Où faire ses achats au Japon ?
| Adresse | Idéal pour | Bon à savoir |
|---|---|---|
| Depachika (sous-sol des grands magasins) | Gourmand, thé, coffrets soignés | Dégustations fréquentes, emballage impeccable |
| Don Quijote | Gadgets, snacks, souvenirs insolites | Souvent ouvert tard, détaxe possible en boutique |
| Boutiques à 100 yens (Daiso, Seria) | Petits cadeaux, papeterie, ustensiles | Rapport qualité prix imbattable pour distribuer |
| Nakamise-dori, Asakusa | Artisanat, éventails, sucreries | Ambiance traditionnelle près du temple Senso-ji |
| Marché Nishiki, Kyoto | Produits d'épicerie, thé, ustensiles de cuisine | La cuisine de Kyoto dans une longue halle couverte |
| Akihabara, Tokyo | Manga, figurines, jeux vidéo | Comparer les étages et les boutiques avant d'acheter |
Détaxe et douane : acheter malin et rentrer sans souci
Deux réflexes évitent les mauvaises surprises au moment de rentrer.

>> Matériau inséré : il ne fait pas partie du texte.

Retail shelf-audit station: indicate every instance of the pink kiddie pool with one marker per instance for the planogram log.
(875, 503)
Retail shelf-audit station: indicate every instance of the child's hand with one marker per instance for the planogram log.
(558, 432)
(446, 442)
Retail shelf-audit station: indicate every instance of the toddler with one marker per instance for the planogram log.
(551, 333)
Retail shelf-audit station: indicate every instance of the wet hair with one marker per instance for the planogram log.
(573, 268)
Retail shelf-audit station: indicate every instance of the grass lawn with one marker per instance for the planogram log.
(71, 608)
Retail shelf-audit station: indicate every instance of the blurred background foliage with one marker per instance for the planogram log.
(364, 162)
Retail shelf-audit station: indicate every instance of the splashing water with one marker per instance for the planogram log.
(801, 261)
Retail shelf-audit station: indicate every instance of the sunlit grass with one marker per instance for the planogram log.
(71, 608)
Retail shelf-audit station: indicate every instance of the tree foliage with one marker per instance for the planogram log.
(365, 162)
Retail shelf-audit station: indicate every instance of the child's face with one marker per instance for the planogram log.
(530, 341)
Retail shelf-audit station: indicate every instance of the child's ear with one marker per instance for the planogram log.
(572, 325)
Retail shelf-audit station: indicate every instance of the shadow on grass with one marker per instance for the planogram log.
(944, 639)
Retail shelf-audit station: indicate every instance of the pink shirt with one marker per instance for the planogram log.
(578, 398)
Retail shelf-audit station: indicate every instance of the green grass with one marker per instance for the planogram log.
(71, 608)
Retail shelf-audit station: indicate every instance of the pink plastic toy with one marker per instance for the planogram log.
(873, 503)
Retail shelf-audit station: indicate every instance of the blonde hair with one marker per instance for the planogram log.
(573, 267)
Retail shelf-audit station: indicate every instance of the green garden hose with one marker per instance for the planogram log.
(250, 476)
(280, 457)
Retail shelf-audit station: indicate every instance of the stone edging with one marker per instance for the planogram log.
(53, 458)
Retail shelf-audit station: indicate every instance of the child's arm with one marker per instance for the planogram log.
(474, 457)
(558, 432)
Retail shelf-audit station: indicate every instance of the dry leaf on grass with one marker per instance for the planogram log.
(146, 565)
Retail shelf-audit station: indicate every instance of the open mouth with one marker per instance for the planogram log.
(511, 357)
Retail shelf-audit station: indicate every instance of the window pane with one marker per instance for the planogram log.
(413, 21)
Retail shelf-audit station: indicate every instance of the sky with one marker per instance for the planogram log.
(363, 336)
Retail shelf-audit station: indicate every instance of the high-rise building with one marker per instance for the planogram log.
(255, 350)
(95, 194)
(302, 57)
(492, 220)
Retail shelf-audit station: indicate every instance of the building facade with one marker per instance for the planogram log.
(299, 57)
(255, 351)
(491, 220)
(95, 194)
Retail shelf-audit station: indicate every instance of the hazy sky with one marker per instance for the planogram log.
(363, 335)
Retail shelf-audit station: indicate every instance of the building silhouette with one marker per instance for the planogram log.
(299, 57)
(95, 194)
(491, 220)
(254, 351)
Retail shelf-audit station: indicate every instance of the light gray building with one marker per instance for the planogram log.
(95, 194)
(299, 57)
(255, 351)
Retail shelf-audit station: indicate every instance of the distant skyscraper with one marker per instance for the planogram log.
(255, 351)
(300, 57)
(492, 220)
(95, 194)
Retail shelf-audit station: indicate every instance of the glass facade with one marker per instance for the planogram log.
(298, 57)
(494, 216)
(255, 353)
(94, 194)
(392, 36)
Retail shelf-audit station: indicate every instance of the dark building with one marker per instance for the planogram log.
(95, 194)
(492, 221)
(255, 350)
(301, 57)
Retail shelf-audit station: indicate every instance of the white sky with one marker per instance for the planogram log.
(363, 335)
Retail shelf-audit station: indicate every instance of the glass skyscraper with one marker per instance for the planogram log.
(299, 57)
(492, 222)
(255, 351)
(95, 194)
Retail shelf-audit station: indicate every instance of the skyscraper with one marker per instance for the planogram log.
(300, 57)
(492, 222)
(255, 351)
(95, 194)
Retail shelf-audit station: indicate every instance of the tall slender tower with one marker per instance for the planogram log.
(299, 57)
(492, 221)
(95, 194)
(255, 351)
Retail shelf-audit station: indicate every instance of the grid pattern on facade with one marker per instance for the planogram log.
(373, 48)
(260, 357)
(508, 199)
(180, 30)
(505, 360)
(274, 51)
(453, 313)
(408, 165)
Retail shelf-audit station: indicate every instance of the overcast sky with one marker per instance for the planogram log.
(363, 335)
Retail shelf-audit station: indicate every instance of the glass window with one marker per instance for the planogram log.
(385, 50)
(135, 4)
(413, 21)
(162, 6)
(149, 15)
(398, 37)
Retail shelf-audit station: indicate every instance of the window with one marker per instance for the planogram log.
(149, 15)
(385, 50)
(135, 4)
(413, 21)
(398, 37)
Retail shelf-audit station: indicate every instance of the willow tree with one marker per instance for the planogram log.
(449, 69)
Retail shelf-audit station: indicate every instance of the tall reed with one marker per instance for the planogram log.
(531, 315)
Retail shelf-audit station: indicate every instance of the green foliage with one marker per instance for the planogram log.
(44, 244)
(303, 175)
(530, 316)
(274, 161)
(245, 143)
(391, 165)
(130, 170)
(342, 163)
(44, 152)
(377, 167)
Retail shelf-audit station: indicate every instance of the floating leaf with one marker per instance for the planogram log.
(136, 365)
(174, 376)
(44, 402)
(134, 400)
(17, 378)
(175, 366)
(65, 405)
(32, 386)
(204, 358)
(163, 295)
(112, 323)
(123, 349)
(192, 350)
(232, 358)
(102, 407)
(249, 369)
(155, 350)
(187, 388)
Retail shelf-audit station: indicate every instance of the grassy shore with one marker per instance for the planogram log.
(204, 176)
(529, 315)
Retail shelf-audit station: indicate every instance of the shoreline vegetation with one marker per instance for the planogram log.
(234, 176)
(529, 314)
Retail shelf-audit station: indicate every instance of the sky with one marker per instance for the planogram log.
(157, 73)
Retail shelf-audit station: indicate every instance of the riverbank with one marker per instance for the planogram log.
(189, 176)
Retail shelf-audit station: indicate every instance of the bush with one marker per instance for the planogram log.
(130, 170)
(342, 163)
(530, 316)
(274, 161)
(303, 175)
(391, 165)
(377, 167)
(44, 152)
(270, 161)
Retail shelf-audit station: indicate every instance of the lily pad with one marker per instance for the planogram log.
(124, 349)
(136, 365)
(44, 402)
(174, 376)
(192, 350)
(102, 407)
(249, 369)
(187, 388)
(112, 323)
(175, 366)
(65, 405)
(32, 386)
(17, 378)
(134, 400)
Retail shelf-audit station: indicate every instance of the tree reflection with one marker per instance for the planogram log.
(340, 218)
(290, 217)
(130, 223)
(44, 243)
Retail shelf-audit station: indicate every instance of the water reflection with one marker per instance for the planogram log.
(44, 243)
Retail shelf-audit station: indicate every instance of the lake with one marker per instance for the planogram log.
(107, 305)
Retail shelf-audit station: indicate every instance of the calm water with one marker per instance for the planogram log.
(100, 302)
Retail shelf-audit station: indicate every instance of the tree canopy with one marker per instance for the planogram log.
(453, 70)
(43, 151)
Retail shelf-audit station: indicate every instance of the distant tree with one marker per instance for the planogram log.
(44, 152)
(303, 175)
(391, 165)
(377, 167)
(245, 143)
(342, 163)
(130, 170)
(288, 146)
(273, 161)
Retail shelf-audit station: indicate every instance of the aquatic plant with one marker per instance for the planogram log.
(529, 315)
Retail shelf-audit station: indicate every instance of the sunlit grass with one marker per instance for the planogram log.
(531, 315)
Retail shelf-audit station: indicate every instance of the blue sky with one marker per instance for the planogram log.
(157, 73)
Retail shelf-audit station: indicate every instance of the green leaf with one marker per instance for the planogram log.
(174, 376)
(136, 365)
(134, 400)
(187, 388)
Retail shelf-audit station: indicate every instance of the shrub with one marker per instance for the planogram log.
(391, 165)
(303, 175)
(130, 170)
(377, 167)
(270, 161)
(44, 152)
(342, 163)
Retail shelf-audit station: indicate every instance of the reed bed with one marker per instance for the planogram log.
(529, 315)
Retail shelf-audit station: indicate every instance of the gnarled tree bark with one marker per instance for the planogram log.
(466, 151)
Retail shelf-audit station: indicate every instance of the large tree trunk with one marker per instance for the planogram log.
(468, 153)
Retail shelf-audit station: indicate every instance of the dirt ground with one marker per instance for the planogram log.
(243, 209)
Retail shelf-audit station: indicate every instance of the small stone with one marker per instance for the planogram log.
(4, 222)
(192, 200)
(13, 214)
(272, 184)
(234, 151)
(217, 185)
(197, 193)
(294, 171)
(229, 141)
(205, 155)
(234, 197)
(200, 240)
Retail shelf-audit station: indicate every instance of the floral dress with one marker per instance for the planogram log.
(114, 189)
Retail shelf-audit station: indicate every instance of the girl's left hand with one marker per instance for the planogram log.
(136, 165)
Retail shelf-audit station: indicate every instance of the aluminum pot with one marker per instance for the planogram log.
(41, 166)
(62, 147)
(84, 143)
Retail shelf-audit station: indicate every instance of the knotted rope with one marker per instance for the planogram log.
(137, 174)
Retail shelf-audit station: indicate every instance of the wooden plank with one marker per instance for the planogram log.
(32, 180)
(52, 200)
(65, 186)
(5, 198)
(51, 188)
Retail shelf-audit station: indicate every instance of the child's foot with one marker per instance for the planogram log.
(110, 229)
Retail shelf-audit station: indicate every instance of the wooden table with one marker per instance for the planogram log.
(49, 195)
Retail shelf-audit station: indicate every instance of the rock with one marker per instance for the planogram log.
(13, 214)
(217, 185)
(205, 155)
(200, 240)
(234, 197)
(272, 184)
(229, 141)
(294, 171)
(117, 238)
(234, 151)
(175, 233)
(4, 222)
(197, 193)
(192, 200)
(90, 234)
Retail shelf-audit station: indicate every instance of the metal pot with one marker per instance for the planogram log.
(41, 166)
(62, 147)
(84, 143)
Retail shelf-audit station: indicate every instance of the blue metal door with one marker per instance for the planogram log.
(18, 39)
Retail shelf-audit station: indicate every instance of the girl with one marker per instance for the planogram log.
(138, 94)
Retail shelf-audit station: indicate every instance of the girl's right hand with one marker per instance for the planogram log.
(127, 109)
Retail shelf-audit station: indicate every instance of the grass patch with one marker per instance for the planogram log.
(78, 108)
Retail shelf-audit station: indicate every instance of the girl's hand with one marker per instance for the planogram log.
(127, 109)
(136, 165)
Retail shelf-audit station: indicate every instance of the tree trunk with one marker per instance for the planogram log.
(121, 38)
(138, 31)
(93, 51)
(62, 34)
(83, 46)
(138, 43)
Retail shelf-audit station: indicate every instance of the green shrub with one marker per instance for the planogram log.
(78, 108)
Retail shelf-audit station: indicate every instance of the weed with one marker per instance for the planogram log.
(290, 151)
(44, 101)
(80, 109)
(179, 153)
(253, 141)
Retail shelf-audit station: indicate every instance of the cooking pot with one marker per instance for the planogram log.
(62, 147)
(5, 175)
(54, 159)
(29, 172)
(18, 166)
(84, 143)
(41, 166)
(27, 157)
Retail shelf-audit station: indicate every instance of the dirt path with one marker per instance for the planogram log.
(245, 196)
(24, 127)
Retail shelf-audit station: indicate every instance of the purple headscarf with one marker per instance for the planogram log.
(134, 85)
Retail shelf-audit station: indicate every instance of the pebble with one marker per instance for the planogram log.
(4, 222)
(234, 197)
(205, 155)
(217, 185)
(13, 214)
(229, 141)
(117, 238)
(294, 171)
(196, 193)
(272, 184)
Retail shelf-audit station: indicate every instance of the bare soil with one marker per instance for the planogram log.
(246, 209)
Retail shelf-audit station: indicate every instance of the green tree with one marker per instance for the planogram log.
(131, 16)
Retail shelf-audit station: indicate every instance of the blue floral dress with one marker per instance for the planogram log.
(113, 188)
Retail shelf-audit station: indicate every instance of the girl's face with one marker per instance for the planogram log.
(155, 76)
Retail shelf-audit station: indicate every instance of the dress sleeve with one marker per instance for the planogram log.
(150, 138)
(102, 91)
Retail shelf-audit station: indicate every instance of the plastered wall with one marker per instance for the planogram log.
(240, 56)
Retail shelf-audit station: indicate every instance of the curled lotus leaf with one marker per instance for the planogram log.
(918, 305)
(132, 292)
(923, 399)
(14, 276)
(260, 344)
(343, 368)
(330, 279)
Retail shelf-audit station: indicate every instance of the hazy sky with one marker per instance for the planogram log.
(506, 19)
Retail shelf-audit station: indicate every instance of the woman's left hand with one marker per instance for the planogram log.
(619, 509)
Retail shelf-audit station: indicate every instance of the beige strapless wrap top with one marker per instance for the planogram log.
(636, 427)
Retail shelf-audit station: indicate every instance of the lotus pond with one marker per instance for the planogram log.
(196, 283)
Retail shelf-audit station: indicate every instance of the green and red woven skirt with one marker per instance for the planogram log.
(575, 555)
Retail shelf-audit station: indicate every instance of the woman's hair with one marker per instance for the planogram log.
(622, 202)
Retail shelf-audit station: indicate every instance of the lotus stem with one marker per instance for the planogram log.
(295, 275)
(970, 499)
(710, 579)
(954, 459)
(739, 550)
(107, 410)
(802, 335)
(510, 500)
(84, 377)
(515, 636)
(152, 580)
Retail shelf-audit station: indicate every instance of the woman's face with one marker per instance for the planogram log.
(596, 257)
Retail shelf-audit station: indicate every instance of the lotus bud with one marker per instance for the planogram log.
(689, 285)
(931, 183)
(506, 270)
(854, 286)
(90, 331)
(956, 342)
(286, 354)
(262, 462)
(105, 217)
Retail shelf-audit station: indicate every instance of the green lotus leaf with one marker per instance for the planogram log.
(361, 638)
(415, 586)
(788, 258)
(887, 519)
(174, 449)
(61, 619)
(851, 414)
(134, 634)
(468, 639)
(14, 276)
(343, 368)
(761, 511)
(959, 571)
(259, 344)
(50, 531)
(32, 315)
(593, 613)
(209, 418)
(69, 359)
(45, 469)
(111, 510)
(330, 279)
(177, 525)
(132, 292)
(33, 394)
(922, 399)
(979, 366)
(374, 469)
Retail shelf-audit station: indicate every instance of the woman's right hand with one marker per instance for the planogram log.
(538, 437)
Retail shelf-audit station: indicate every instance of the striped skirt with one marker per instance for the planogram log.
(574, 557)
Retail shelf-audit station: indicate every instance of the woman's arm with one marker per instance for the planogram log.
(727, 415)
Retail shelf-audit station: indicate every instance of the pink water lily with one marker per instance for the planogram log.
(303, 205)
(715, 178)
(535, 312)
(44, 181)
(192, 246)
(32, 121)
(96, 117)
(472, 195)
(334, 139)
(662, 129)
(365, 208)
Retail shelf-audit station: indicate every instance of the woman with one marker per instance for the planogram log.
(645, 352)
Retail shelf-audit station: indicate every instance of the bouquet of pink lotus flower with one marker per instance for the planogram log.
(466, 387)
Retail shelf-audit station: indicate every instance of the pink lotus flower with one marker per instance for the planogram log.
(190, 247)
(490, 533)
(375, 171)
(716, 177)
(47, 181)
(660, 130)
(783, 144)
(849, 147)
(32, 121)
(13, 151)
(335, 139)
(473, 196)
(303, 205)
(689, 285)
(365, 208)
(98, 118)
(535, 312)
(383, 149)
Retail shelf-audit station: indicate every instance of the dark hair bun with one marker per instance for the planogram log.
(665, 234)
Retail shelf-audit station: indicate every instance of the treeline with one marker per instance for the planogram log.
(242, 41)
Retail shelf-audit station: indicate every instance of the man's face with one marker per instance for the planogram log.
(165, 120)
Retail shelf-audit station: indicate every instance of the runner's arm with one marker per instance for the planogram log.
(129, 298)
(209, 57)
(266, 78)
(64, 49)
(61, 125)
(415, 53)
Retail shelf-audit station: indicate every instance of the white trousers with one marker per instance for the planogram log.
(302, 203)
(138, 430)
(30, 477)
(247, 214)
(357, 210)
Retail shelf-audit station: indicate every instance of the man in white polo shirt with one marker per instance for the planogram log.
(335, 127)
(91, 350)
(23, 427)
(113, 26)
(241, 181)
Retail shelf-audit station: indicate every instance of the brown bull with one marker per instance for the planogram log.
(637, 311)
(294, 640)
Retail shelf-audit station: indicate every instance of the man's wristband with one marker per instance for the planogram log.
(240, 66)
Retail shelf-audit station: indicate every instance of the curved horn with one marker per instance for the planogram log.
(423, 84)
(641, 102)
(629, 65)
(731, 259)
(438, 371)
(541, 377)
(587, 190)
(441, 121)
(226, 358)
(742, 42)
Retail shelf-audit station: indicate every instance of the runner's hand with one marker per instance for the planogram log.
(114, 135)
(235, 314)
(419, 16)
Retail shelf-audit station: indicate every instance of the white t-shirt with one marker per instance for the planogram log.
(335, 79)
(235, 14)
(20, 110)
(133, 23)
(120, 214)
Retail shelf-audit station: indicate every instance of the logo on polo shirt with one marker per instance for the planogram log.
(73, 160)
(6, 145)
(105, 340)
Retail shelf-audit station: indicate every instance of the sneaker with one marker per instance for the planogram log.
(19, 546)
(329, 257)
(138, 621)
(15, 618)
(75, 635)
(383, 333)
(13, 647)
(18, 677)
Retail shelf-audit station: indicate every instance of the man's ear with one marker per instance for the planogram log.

La détaxe d’abord. Dans les boutiques signalées tax-free, les touristes étrangers peuvent acheter hors taxe de consommation sur présentation du passeport, à partir d’un montant d’achat minimum. Les produits de consommation sont alors placés dans un sac scellé qu’il ne faut pas ouvrir avant d’avoir quitté le pays. Gardez toujours votre passeport sur vous pour en profiter.
La douane ensuite, à l’arrivée en France. Les produits secs et emballés, biscuits, thé, café ou sucreries, ne posent aucun problème. En revanche, la viande, la charcuterie et les produits laitiers en provenance d’un pays hors Union européenne sont interdits, et les fruits et légumes frais sont fortement restreints. Pour l’alcool, des quantités maximales s’appliquent au-delà desquelles il faut déclarer et payer des droits. Les seuils évoluant, vérifiez les règles en vigueur avant le départ.
Avec ces repères, vous pouvez remplir votre valise l’esprit léger et faire durer un peu le voyage une fois rentré.